The whole calamity is a setup to transfer british petrol from british to chinese hands and may be to transform the region into a second Nigeria. Because of thew dumped sand oil and tar balls will show up during the next years to keep tourists away from the beaches.
I wonder why the media isn't behind it. b.o. brain washed, sounds good to me.

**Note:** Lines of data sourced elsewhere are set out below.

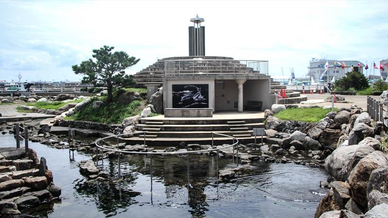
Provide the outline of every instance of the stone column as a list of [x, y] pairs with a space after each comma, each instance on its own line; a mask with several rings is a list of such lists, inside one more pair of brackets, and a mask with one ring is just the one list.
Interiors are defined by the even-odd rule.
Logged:
[[238, 107], [237, 108], [237, 112], [242, 112], [242, 105], [243, 105], [243, 89], [242, 84], [246, 81], [246, 79], [236, 79], [236, 83], [237, 83], [239, 90], [239, 101]]

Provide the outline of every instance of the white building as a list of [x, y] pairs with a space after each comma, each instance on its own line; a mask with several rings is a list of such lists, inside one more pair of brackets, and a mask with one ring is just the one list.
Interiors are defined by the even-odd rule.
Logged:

btw. "Oil is lighter than sand."
Please understand that the reason they're trying to keep people off the beaches isn't because there's some sort of conspiracy theory, but because crude oil is a volatile, toxic substance, and you can absorb its poisons directly through your skin and lungs, and it can damage every part of your body, including your skin, give you cancer, destroy your brain...and the dispersants are pretty nasty, too. Why do you think the clean-up crews are dressed in Hazmats?
Also, many beaches along both Florida coasts and the Gulf States are regularly "replenished" with sand dredged up out of the Gulf of Mexico. What you're looking at could simply be a replenishment demarkation.
FYI I don't work for an oil company or the media
I'm amazed that we didn't see this coming. And I'm also sort of happy we didn't see it coming: we still have enough faith in humanity that we just assumed "we're cleaning it up" actually meant that they were cleaning it up, not covering it up with clean sand. But now that we know better, we can't let it continue.
Are they trying to censor the coverage?